The end times are everywhere. The country where millenarian fundamentalists have the most sway over foreign policy is probably the United States. That means the Empire is partially run by people for whom ‘Bring it on!’ has cosmic connotations. For America’s Christian Zionists, the establishment of the State of Israel in 1948 was a clear sign that the end is near. Many have it carefully mapped out, from Rapture to Armageddon. And these days the apocalypse is almost as popular amongst Muslims. Many Sunnis like to point to the Signs of the Hour which they believe are already in place; my favourite, and one which is hard to argue with if you’ve visited Dubai or Riyadh, is ‘Beduin will compete in building high towers.’ The one-eyed dajjal or antichrist who will rule before the Mahdi, or guided-one, and the final return of Christ, is seen variously in the single eye of the dollar’s masonic pyramid or in the one-eyed television screen. I’ve even met someone who claims that their cousin saw the Mahdi in Mecca. Shia Muslims identify the Mahdi with the last, and hidden, Imam. Moqtada as-Sadr has frequently explained the build-up of US forces in the region over the past decade and a half as preparation of a rapid-reaction force to take on Imam al-Mahdi.
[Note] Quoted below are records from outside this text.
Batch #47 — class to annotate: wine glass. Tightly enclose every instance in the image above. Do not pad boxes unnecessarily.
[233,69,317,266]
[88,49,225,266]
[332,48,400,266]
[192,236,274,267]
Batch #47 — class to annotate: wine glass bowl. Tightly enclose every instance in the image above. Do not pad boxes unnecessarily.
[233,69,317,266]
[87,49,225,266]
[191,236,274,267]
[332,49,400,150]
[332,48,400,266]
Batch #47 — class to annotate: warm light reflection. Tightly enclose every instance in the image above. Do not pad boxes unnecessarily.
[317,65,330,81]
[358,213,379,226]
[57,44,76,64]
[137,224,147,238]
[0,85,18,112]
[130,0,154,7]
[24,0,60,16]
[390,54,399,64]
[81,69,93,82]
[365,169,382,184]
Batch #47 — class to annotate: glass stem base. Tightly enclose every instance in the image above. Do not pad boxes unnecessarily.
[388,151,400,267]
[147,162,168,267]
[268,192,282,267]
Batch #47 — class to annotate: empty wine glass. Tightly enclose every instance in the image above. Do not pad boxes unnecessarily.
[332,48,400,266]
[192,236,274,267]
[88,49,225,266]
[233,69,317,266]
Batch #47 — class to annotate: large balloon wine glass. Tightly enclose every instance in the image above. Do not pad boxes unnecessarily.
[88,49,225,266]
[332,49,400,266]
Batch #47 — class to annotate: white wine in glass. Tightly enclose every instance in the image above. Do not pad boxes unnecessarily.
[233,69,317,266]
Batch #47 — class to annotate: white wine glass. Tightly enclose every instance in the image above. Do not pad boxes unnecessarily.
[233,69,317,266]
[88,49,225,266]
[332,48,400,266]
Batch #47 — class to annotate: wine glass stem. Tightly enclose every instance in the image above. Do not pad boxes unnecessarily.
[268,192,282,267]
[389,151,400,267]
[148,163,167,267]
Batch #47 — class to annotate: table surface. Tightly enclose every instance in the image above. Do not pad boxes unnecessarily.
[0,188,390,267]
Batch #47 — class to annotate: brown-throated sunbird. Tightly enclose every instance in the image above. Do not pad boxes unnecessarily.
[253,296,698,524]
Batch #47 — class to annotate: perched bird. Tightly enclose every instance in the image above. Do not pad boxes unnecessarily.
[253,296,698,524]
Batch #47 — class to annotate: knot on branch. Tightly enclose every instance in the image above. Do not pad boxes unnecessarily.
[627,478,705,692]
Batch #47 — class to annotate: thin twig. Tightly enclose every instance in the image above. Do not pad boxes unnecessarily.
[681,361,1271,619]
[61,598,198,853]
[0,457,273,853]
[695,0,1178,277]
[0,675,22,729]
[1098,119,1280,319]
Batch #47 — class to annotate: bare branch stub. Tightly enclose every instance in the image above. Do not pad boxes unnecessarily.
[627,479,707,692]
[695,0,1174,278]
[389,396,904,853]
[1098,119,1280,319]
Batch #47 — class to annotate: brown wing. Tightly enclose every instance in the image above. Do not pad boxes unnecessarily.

The explosion in the shrine at Samara, the place where the final Imam was last seen, and chaos throughout Iraq – the holy land of Shiism – has naturally encouraged apocalypticism among Shia Muslims. But apocalypticism goes beyond the monotheisms. For some Hindus, we are reaching the end of Kali Yag, the age of darkness, which means this cycle of history is approaching a full stop. Doomsday cults thrive in Japan and Russia. Mayan prophecies locate the end in 2012. And, of course, environmentalists describe a hotter near future in which what we call civilisation could totally collapse, billions of us could die, and most of the world could become uninhabitable.